Em muitos outros momentos, André revela um comportamento barroco — ele está “cheio de sentimentos dúbios”: ora se sente possuído de raiva, quando diz, por exemplo, que “uma sanha de tinhoso me tomou de assalto quando dei pela falta dela”, ora se volta para a religiosidade, mesmo que diluída no pecado. Em determinado instante da sua conversa com Ana, vemos uma referência explícita ao citado estilo: “(…) dispensemos nós também o assentimento dos que não alcançam a geometria barroca do destino”.
Assim como é o descontrole do pai que ocasiona o final trágico da narrativa, as extravagâncias de André e Ana também acarretam os conflitos e a tensão que marcam toda a história deste livro. Da mesma forma que em Um copo de cólera, observamos o dualismo e a angústia — traços essenciais no Barroco — contribuindo para gerar o foco dramático em Lavoura arcaica.

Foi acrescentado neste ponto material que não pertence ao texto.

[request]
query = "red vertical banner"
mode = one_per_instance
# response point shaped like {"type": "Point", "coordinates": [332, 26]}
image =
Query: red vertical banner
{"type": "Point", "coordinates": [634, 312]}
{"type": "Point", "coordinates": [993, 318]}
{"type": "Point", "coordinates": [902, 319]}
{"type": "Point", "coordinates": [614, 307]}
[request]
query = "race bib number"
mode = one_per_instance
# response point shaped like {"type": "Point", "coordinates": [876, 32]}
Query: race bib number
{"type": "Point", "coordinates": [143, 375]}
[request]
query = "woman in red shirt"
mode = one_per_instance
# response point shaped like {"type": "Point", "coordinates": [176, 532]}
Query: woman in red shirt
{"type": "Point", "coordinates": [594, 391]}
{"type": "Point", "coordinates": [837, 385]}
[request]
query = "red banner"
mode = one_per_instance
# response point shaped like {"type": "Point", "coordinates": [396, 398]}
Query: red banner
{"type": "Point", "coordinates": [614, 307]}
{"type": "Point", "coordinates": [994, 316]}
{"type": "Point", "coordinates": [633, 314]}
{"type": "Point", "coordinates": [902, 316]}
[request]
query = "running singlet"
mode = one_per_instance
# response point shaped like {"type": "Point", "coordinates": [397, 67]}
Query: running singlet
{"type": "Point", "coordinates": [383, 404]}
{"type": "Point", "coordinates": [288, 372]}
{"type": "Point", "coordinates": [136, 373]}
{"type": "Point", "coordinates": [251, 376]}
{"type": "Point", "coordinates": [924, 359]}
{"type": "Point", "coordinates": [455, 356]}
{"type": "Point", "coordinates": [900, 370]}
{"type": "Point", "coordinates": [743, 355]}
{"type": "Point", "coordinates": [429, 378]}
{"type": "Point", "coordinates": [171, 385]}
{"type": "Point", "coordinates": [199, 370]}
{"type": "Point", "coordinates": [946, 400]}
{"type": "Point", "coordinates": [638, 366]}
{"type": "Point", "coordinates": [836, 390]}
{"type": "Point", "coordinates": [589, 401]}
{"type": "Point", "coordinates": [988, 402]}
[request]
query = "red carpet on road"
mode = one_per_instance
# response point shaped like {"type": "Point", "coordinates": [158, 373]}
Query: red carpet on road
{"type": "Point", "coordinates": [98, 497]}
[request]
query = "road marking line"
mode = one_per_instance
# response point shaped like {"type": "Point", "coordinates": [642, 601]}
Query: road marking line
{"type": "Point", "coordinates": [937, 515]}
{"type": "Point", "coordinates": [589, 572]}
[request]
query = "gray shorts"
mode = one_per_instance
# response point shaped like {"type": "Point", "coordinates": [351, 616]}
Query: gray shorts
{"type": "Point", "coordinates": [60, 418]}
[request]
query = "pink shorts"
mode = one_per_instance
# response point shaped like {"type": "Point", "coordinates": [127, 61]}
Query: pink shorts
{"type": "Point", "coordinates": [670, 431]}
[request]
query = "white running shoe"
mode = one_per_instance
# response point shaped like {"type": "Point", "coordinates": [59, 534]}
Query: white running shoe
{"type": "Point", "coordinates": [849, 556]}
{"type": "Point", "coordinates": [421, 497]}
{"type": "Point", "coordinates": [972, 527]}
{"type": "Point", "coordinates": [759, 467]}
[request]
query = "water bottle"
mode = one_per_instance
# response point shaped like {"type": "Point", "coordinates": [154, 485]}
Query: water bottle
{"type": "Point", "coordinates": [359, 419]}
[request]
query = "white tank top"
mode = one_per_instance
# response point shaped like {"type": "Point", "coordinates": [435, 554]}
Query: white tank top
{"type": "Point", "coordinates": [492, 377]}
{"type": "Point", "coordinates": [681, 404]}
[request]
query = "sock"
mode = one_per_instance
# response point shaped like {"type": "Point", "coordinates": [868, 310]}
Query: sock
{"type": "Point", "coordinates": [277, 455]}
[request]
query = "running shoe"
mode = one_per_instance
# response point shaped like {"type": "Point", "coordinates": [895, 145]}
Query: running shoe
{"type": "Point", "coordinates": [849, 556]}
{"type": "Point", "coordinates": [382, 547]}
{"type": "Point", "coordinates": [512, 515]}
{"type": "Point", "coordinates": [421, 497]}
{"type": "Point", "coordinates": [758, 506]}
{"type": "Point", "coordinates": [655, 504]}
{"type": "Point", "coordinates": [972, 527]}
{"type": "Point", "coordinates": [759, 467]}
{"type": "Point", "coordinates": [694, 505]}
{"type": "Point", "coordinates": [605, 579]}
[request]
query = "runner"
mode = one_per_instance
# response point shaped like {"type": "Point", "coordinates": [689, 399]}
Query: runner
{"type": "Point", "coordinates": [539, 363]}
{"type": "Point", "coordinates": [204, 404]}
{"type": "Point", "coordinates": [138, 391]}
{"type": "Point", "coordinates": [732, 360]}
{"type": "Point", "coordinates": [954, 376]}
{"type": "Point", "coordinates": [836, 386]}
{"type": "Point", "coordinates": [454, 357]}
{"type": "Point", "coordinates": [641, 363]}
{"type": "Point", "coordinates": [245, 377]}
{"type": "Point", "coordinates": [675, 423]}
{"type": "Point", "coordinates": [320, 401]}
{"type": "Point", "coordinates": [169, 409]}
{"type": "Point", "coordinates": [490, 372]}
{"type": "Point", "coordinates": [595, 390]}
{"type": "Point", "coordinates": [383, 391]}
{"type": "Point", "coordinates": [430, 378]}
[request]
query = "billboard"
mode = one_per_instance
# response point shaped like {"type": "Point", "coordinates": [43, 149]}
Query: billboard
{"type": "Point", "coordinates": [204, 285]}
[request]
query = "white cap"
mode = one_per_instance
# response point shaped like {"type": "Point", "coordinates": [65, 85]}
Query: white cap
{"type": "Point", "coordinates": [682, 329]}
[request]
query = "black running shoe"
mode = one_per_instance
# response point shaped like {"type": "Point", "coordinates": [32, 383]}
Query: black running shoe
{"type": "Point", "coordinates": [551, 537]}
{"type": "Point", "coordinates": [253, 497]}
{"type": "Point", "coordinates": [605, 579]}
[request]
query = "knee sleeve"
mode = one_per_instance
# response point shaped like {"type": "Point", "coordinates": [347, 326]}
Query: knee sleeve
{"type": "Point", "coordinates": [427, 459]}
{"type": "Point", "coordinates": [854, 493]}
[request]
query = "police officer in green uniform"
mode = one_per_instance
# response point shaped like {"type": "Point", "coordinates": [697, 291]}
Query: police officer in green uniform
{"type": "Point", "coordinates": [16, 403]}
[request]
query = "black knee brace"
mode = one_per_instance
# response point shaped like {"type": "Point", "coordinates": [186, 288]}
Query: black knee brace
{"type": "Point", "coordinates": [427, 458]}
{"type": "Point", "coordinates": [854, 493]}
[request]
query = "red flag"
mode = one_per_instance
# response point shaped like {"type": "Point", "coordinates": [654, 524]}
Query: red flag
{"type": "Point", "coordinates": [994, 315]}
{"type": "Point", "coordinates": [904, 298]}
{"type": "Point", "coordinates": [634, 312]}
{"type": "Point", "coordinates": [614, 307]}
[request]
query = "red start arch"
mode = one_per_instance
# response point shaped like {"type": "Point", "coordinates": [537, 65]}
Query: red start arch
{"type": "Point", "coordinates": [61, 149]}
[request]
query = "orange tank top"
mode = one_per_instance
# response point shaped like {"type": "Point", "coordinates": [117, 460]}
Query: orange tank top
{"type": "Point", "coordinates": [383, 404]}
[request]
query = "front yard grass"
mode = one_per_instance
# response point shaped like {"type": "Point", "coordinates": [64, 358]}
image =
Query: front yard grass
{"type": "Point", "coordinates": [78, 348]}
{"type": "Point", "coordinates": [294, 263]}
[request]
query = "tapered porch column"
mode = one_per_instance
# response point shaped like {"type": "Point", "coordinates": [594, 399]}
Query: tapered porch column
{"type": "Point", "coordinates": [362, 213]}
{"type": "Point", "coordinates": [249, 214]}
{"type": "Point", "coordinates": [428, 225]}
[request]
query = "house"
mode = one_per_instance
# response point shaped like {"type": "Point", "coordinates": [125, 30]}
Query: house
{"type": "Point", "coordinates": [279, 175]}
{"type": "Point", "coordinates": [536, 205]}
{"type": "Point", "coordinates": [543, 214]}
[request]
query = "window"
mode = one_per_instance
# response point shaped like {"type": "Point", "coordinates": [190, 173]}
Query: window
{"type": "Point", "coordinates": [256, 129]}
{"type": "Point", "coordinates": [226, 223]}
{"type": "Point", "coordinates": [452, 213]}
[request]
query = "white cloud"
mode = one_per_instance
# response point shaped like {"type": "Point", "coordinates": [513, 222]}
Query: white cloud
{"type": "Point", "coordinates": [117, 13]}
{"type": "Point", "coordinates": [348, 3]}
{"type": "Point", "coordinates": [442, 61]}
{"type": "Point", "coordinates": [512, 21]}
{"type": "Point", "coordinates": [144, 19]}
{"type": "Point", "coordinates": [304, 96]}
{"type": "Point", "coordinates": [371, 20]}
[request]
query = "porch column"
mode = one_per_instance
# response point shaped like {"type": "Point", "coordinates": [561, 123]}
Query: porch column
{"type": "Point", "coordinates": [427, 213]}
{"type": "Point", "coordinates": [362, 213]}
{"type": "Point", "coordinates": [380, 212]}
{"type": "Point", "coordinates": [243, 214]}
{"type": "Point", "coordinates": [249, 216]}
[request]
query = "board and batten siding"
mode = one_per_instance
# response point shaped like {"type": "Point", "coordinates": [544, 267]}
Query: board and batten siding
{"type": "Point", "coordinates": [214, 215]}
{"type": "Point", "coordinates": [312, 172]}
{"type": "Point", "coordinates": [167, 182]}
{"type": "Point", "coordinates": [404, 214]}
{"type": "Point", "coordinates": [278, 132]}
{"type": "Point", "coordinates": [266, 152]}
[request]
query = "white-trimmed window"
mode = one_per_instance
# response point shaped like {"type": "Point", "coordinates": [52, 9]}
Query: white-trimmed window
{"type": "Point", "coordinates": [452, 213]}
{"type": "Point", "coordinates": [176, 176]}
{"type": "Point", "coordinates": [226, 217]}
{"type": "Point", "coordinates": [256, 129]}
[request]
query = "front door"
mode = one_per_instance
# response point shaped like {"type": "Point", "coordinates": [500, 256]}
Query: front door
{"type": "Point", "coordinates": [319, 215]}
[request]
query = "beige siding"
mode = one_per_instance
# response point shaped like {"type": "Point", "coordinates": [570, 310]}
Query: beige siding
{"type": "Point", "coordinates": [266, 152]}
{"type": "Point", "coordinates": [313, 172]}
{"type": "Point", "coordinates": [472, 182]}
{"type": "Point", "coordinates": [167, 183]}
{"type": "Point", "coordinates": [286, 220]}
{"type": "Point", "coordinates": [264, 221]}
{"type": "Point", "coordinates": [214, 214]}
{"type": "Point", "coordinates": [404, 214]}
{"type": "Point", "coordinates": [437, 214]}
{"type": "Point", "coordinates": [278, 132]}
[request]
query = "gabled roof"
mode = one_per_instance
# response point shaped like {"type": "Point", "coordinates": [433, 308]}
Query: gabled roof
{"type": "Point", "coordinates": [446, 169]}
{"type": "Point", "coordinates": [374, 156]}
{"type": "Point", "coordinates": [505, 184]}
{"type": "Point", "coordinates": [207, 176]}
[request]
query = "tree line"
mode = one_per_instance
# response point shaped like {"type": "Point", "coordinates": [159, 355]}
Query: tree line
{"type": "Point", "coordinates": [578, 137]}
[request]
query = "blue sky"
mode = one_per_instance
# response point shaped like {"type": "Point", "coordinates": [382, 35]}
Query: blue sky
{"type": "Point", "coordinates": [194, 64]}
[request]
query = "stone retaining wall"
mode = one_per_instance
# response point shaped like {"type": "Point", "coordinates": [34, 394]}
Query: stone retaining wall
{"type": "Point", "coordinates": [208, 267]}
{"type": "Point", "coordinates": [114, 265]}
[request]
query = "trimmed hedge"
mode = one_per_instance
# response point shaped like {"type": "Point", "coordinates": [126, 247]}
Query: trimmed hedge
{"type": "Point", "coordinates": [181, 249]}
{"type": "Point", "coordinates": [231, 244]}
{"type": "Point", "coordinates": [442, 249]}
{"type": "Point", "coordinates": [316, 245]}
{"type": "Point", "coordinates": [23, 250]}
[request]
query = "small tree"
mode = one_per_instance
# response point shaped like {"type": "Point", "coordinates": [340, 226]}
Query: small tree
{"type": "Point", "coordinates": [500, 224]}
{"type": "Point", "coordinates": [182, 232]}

A disposição ambígua do enredo destes livros, que oscilam entre o épico e o dramático, confirma a nossa hipótese do estilo neobarroco como condição intrínseca para o discurso teatralizante de Raduan Nassar. De fato, esta parece ser a preferência do escritor: uma obra enriquecida pelos extremos. Mesmo em sua opção de vida, pode-se perceber o comportamento neobarroco, como ressalta José Castello:
Resta-nos pensar, como leitores estupefatos, que Raduan quer mas não quer — e isso perturba. Há quem chegue a pensar que sua atitude não passa de um jogo, aliás bastante banal, para chamar a atenção; outros preferem achar que Raduan está só fazendo uma ironia, e que seu jogo de esconde-esconde nada mais é que uma figura de linguagem __ talvez um zeugma, forma em que o enunciado, uma vez excluído, na verdade permanece em cena, agora subentendido, e cada vazio (ou aparente negação) apenas o repete.
Affonso Romano de Sant’Anna também confirma o caráter ambíguo da figura conhecida como zeugma, uma das formas da elipse: “Na retórica, a elipse é falta, carência e ocultamento. Elipse: dupla inscrição: excesso e falta. Repetição e diferença. Antíteses”. Raduan Nassar, ao se ocultar para o mundo literário, ao mesmo tempo continua a ser expor, através da riqueza de sua obra.